Will trails off, and I lean down and kiss his head of wet hair.
“You don’t have to keep doing everything on your own,” I whisper soothingly. “I’m here. Even when you’re in Nevada, Will, I’m always just a phone call away. And if things ever get really bad, I’ll be there for you. I’ll fly out to Vegas, bro, I swear, whatever you need.”
“Thank you,” he sobs.
I knew this fucking bullshit would catch up to my brother—this saving Cassie, this running away. Will can’t save the world. He’s only fifteen, for fuck’s sake. With all this in mind, I hold on to my brother like I used to when he was a small child. I let him cry it out. He’s practically curled up in my lap, so I bury my nose in his shoulder. He smells the same way he used to when he was a small child—clean. And it’s not the kind of clean from just showering, though there is that, too. But my brother also smells innocent, unsullied by maturity.
We don’t say a word for the longest time. There’s simply no n
eed to.
As if the sketch wasn’t proof enough, the fact that my brother lets me hold him like I used to convinces me he still needs me—a lot. He may never call me “Chasey” again, like he did when he was little, but he’ll always be my baby brother. To me, he’ll always be that uncoordinated little kid who used to look up to me, who once longed to be like me, the little boy who needed me. And what’s become glaringly obvious tonight is that Will still needs me.
I’m going to be here for him, just like I promised.
When Will calms and pulls away, he looks embarrassed. I punch him in the arm. Not hard, but not completely easy, either.
“Ow! What the fuck, dick.” My brother rubs his bicep.
“That’s for hitting me earlier, like multiple fucking times.” I pause, catch his gaze. “And also…just because.”
Really, I am giving my brother the chance to save face.
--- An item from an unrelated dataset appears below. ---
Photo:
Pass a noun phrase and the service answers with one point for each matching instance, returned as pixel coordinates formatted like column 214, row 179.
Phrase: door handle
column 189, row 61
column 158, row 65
Not to mention, it’s my fucked-up guy way of letting him know I love him.
But he likes to press, so he says all cocky like, “’Cause why?”
I ignore his inquiry and stand up. He stands up, too. I try to stare him down, make myself look all stern, but hell, I gotta smile. The little shit is giving me attitude, all in good fun.
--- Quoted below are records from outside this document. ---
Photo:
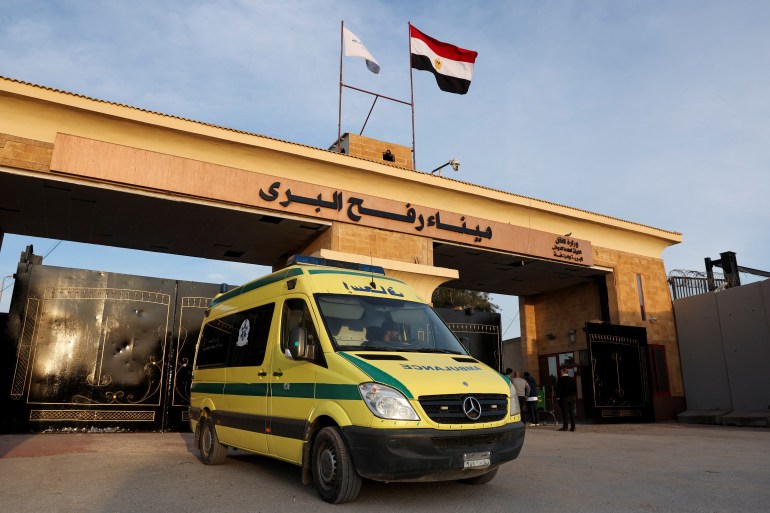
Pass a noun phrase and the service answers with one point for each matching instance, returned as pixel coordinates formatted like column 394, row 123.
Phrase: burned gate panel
column 620, row 373
column 192, row 301
column 97, row 345
column 478, row 331
column 99, row 350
I reach out and fuck up his still-wet hair. “Don’t worry about why,” I tell him. “Just get the fuck to bed.”
Will ducks under my arm, but not before grabbing up his duffel bag. I notice he makes damn sure the tree house sketch is secure before he takes off down the hall.
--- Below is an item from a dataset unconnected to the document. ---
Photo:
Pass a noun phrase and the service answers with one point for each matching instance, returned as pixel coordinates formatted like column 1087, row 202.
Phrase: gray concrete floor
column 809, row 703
“Good night, Will,” I call out over my shoulder.
When he doesn’t answer, I turn around. He gives me the finger.
“Hey, Will,” I say, more serious now.
He stops, but doesn’t turn to face me.
“I fuck with you because I love you, all right? And I’ve missed being around you like this. I’ve missed being your brother.”
Will’s shoulders sag, and he starts into his room. But before he closes the door, I hear him say, “I’ve missed you, too, Chase. I love you, bro.”
The next day, I take Will to work with me, and since Cassie has no desire to hang out all alone at the house, she asks Kay if she can tag along, too. Of course, Kay’s cool with that.